Methods: Neuroprotective activity was carried out by colchicine induced Neuroinflammation and cognitive deficits on rats. Test group animals administrated with ethanol extract Phoenix sylvestris (EPS) at dose of 150 mg/kg, 300 mg/kg, and 500mg/kg for 28 days. Neurobehavioral tests like Morris water maze, Elevated plus maze, Radial arm maze were performed. Inflammatory mediators like TNF-∝, IL-6 were assessed. Followed by biochemical parameter such as LPO, GSH, SOD, CAT, total thiols and ACh were assessed and histopathology of brain tissue were studied on the final day of the experiment.

Results: EPS shows a dose dependent neuroprotective activity with significant decrease in time latency of Morris water maze, elevated plus maze and radial arm maze in EPS treated group compared to colchicine induced control group.
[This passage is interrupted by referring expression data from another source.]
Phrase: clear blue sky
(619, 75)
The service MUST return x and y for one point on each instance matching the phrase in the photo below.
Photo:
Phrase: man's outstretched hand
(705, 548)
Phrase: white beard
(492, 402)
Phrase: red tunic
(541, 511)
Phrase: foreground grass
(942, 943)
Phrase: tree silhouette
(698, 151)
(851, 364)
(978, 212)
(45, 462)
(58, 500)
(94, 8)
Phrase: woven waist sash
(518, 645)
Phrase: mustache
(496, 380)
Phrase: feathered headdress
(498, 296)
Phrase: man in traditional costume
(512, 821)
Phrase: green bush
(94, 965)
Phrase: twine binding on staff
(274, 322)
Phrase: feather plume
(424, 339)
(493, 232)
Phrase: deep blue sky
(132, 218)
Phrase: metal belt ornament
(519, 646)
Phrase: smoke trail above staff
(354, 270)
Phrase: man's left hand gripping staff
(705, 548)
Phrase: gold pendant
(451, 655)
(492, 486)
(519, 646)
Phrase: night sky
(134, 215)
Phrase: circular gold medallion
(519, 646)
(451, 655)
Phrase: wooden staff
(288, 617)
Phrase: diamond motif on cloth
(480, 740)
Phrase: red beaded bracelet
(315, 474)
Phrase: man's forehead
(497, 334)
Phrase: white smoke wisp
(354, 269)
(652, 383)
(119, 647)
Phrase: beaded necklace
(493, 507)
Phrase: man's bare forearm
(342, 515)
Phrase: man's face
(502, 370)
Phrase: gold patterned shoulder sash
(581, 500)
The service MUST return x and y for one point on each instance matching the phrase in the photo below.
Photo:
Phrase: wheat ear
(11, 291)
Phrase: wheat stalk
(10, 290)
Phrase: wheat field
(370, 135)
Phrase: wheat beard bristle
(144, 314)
Inflammatory mediators showed decrease in TNF-α, increase in IL-6. Biochemical estimations showed significant decreases in LPO and increased in SOD, CAT, GSH, total thiols & Ach level in the EPS treated group as compared with colchicine induced control group. Molecular docking results showed main constituents of Phoenix sylvestris could interact with TACE and AChE.

Conclusions: EPS treatment could reduce neuroinflammation and preventing the development of cognitive deficits. In conclusion, the present study suggests that administration of EPS possesses neuroprotective activity against colchicine induced Neuroinflammation and cognitive deficits.